'Eye' | ISBN 978 1 763653 085 | 102 pgs | September 2024
ANNE ELVEY
Eye is a work of careful observation deftly told through sharp imagery.
Maclean’s poems inhabit a slippage between Earth and self, where an
Earth-self imaginary develops in the fractures of relationship. Alert to
the violences of colonisation and guided by Maclean’s intelligent use
of language, Eye is both unsettling and compelling.
MARIA TAKOLANDER
Julie Maclean focuses her gaze on the grandeur and minutiae of a new
country, the diversity and eccentricities of the modern world. Hers is
a mission of ‘loving everything equally’: baby echidnas, 3D printers,
anime, kangaroo paws.
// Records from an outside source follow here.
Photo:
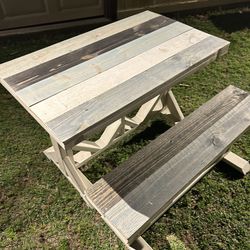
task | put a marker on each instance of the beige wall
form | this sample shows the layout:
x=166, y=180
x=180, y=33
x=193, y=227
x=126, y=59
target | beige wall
x=20, y=13
x=128, y=7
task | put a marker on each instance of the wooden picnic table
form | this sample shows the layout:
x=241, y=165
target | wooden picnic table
x=91, y=82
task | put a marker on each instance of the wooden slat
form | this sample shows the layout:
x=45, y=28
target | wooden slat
x=33, y=59
x=74, y=96
x=100, y=111
x=44, y=70
x=54, y=84
x=132, y=196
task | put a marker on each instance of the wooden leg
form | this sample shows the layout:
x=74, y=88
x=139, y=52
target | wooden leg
x=65, y=162
x=87, y=150
x=140, y=244
x=237, y=162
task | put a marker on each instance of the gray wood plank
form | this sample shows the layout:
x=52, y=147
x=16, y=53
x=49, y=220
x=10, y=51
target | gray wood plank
x=100, y=111
x=86, y=90
x=46, y=54
x=132, y=196
x=52, y=85
x=61, y=63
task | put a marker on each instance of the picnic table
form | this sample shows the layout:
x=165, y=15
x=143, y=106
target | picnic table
x=91, y=83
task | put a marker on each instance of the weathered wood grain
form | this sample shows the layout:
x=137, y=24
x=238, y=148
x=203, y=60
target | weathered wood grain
x=52, y=85
x=68, y=60
x=46, y=54
x=100, y=111
x=86, y=90
x=132, y=196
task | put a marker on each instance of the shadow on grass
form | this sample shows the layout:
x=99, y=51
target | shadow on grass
x=156, y=128
x=232, y=22
x=228, y=172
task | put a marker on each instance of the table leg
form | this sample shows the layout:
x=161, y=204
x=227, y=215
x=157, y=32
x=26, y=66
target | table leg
x=65, y=162
x=170, y=107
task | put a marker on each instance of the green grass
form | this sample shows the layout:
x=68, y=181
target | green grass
x=40, y=209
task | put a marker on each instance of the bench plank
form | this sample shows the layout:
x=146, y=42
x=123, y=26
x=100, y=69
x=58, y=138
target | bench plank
x=136, y=193
x=97, y=112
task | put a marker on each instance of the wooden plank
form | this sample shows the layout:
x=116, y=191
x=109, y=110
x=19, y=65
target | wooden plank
x=237, y=162
x=44, y=70
x=28, y=61
x=86, y=90
x=54, y=84
x=99, y=112
x=138, y=191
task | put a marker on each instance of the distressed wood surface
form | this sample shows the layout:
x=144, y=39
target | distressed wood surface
x=95, y=86
x=137, y=192
x=59, y=84
x=44, y=70
x=44, y=55
x=61, y=81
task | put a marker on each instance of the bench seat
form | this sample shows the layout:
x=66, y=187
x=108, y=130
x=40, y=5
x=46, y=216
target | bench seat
x=137, y=192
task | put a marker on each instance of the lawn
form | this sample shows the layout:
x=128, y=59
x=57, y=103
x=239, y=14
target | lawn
x=40, y=209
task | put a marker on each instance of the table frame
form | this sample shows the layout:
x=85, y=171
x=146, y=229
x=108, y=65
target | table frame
x=69, y=161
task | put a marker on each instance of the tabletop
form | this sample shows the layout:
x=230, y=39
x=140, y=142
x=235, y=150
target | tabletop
x=78, y=86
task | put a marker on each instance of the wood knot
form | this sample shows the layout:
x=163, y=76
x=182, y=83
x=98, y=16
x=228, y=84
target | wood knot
x=216, y=140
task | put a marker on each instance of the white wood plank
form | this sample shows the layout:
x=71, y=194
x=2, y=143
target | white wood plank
x=99, y=112
x=204, y=150
x=84, y=91
x=61, y=81
x=25, y=62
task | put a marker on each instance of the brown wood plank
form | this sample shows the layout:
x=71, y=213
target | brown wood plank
x=132, y=196
x=59, y=64
x=99, y=111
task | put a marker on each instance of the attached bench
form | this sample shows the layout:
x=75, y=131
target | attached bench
x=139, y=191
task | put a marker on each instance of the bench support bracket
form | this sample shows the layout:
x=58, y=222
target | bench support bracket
x=87, y=150
x=237, y=162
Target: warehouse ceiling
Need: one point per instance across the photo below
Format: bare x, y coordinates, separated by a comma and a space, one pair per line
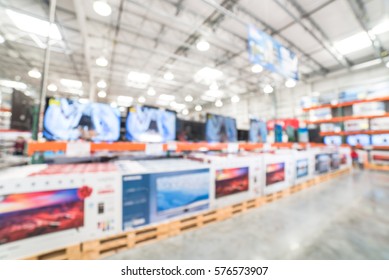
151, 48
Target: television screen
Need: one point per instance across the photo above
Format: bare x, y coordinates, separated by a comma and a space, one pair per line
220, 129
181, 191
66, 119
301, 168
323, 163
27, 215
232, 180
333, 140
149, 124
275, 173
359, 139
380, 140
258, 131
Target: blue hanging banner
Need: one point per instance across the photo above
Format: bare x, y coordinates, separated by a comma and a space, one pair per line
271, 55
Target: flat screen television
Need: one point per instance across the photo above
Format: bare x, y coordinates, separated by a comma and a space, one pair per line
150, 124
258, 131
27, 215
275, 173
66, 119
301, 168
322, 163
220, 129
229, 181
359, 139
333, 140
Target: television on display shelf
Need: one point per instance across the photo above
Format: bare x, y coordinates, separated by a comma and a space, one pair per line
333, 140
359, 139
150, 124
220, 129
25, 215
258, 131
66, 119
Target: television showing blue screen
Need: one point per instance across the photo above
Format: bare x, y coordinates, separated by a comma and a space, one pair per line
359, 139
333, 140
220, 129
65, 119
149, 124
258, 131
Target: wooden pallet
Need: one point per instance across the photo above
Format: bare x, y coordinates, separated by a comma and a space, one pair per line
68, 253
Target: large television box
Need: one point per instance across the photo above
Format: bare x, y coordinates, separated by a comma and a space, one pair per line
44, 208
155, 191
234, 177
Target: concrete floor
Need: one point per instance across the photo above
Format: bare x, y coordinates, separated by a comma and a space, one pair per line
346, 218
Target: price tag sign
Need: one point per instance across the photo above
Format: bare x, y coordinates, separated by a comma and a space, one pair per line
77, 149
154, 149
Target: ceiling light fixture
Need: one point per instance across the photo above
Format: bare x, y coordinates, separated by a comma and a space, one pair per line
235, 99
101, 84
218, 103
34, 73
34, 25
290, 83
52, 87
102, 94
151, 91
188, 98
268, 89
202, 45
168, 76
101, 61
256, 68
102, 8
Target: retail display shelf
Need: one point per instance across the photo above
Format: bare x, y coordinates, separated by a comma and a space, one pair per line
343, 133
344, 104
346, 118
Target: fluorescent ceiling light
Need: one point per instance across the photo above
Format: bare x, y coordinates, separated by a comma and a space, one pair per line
290, 83
268, 89
151, 91
13, 84
52, 87
188, 98
256, 68
138, 79
102, 94
219, 103
167, 97
235, 99
102, 8
141, 99
380, 28
353, 43
101, 61
202, 45
101, 84
168, 76
34, 73
207, 75
71, 83
34, 25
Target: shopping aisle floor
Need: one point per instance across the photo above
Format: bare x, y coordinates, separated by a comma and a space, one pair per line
345, 218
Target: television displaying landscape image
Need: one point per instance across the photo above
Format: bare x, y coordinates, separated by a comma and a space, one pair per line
275, 173
231, 180
27, 215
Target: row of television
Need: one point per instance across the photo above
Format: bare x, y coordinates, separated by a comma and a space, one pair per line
48, 209
65, 119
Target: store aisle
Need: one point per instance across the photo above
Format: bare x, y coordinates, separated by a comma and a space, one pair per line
346, 218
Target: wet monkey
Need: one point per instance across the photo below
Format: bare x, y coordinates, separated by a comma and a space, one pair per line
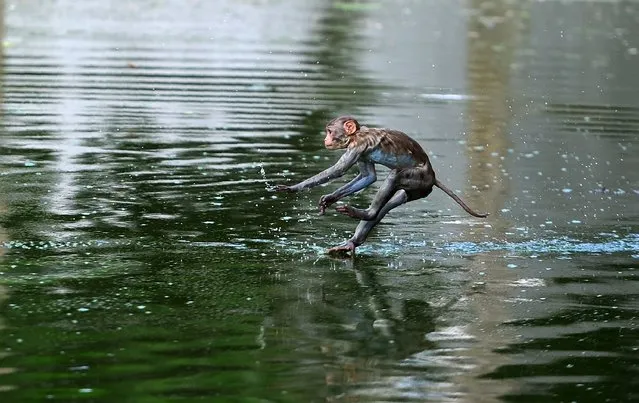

Maclean renders it all vivaciously, even as she
mourns the unspeakable tragedy of climate change.
JOHN BARTLETT
With a binocular eye the poems in Eye notice everything, from the
smallest snail to the dangerous territory of relationships. Here poet
Julie Maclean assumes the role of both outsider/insider, a kind of
mystic sage of rich and luscious language. These are Blake-like, poems
that “see a World in a Grain of Sand and a Heaven in a Wild Flower.”
JO LANGDON
Alert and attentive, Julie Maclean’s Eye is quick yet focused in its
gaze, forming worlds anew and closely felt. These poems hold scenes
of ‘melon light’, with ‘two dolphins / one for each eye’, ‘bumblebees
the size of fairy wrens’, and birds ‘growling ... like dogs’. Traversing
landscapes inviting and violent—haunted by colonial violence—
Maclean’s language is colloquial and eloquent, nimble and expansive.
With ‘eyes everywhere’, her poems show how what is troubling or
dangerous can be rendered ‘So easy through the lens’.